******************
Analyzing the Data
******************


Setting Up Detector Channels
============================

After importing the data, the User will likely want to store detector
channel values for the Experimental Run. This avoids having to remember
them every time the User would like to go back and analyze a specific
dataset. To begin, run the following

.. code:: python
    
    %load_ext autoreload
    %autoreload 2
    %matplotlib qt

    from sxdm import *

    file='/path/to/file.h5'
    
    # Display a preset detector channel input that the User can copy
    disp_det_chan(file)


    # Example Output

    detector_scan = {
        'Main_Scan': 2,
        }
    
    filenumber = 2
    
    fluor = {
        'Cu': 2,
        'Fe': 2,
        'Zn': 2,
        'O': 2,
        }
    
    hybrid_x = 2
    
    hybrid_y = 2
    
    mis = {
        '2Theta': 2,
        'Relative_r_To_Detector': 2,
        'Storage_Ring_Current': 2,
        }
    
    roi = {
        'ROI_1': 2,
        'ROI_2': 2,
        'ROI_3': 2,
        }
    
    sample_theta = 2

If detector channels have not been previously set default values will present themselves. Change all values according
to your experimental setup.

.. note::
    All dictionary entries are in the form of 'Detector Name': detector number. Example above says the Cu flourescence
    detector channel was 2. The Fe flourescence detector channel was also 2. Etc. All dictionary entries, reguardless
    of what they are for, should have different detector channel numbers.
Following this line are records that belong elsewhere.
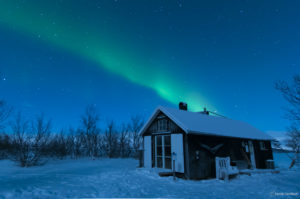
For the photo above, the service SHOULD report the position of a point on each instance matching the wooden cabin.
(189, 142)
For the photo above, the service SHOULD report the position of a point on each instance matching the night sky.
(128, 57)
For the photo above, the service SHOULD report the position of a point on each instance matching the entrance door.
(163, 157)
(252, 156)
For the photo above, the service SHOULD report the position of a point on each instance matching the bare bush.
(135, 126)
(29, 143)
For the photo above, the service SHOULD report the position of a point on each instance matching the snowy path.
(106, 178)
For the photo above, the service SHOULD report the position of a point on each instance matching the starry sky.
(126, 57)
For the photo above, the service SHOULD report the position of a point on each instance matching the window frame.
(262, 146)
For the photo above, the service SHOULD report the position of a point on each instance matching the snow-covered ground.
(119, 178)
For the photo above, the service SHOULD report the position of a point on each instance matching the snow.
(120, 178)
(193, 122)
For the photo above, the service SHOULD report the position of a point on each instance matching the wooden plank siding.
(201, 165)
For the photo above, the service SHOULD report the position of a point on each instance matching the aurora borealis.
(140, 54)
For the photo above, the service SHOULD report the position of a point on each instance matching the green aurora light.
(99, 47)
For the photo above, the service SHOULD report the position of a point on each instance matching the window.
(162, 125)
(262, 145)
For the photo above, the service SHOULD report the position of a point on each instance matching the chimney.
(206, 112)
(183, 106)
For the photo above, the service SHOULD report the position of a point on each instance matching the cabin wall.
(262, 155)
(202, 160)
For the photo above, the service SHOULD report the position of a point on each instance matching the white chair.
(223, 168)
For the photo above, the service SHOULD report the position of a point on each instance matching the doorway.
(163, 157)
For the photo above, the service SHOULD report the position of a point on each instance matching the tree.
(291, 94)
(89, 131)
(30, 143)
(135, 126)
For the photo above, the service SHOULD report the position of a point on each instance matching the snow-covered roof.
(198, 123)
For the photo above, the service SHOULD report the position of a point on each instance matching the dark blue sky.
(226, 54)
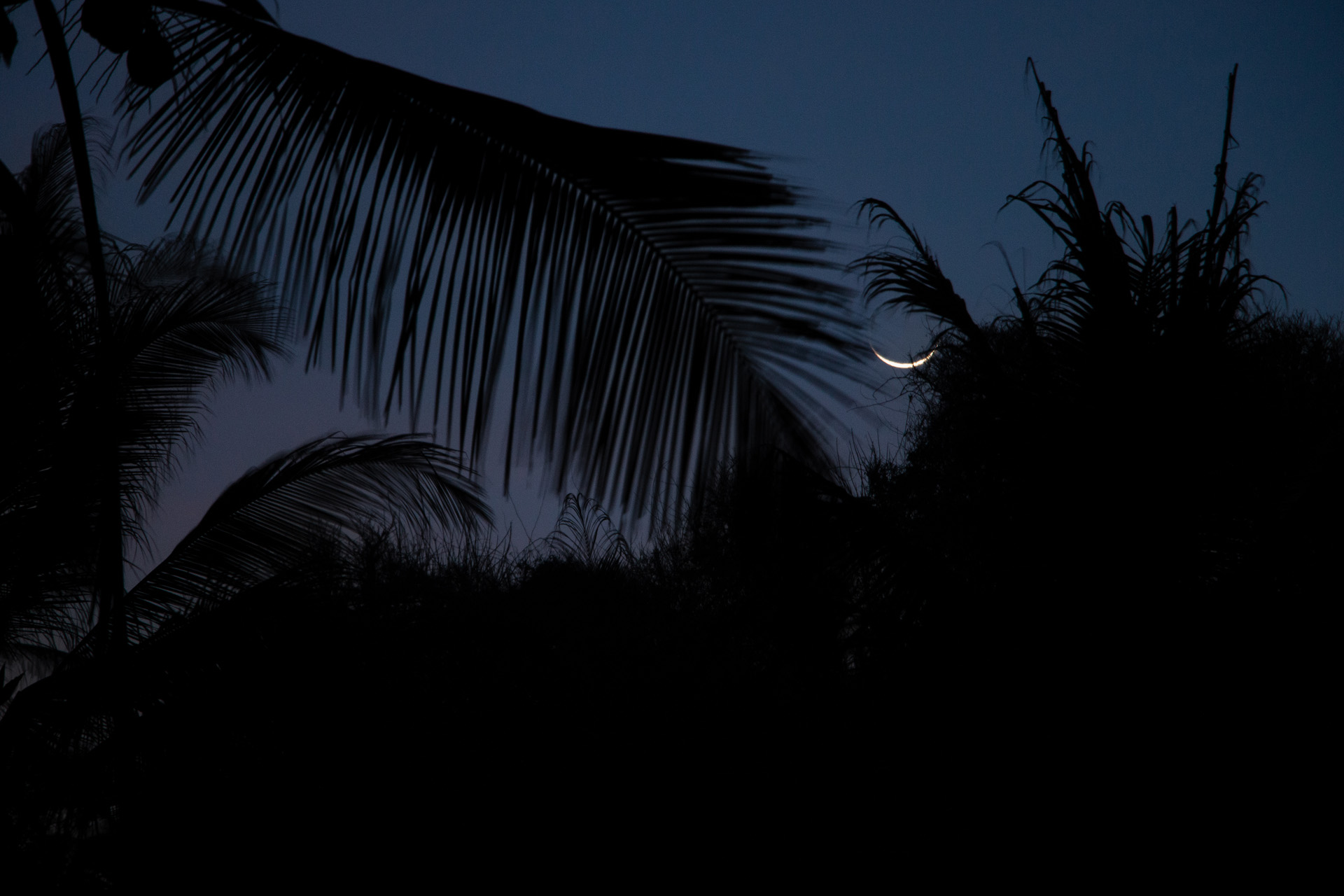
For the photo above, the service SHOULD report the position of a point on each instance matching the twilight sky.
(925, 106)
``fluor`` (dic) The User can place as many Fluorescence dictionary entries as they would like. Except there must be at
least 1. Entries can be named however the User would like.
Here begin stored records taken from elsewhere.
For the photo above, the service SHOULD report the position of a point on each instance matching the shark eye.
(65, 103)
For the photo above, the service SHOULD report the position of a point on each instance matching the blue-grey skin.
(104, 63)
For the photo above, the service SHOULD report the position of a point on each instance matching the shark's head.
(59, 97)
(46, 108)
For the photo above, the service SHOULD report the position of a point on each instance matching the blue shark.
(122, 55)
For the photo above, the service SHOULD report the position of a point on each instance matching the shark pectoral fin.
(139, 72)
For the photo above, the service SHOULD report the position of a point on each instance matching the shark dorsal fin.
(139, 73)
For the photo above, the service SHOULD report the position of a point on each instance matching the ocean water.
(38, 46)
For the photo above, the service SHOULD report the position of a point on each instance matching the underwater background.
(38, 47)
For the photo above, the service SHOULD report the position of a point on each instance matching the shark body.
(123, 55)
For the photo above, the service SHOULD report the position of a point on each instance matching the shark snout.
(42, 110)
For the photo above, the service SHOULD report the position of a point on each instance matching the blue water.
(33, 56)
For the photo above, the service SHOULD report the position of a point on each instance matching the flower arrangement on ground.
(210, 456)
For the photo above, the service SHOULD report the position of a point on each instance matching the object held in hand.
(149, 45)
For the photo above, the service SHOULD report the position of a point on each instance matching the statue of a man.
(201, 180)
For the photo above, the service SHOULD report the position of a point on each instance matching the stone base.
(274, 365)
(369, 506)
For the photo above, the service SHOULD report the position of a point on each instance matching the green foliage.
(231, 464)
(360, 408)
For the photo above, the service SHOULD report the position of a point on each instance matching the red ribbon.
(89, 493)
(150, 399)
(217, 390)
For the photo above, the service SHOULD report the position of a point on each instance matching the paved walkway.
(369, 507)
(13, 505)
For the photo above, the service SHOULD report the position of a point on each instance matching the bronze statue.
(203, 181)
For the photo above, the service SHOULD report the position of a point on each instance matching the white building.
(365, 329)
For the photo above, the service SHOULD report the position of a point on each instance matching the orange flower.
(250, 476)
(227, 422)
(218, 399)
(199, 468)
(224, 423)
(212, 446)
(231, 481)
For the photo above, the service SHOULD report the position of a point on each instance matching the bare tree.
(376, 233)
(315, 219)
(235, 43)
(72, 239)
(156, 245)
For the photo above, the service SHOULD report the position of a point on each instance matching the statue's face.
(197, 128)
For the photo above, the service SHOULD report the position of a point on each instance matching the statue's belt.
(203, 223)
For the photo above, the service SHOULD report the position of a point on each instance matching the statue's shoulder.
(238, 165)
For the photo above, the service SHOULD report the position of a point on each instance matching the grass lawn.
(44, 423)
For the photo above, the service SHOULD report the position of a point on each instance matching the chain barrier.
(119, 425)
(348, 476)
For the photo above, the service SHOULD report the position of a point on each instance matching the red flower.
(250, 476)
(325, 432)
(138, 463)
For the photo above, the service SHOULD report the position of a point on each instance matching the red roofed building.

``roi`` (dic) The User can place as many Region of Interest dictionary entries as they would like.
Except there must be at least 1. Entries can be named however the User would like.

``detector_scan`` (dic) Main_Scan must be the first and only dictionary entry. This corresponds to the scan where the
User rocked the detector. This will be used to determine the x and y angle values.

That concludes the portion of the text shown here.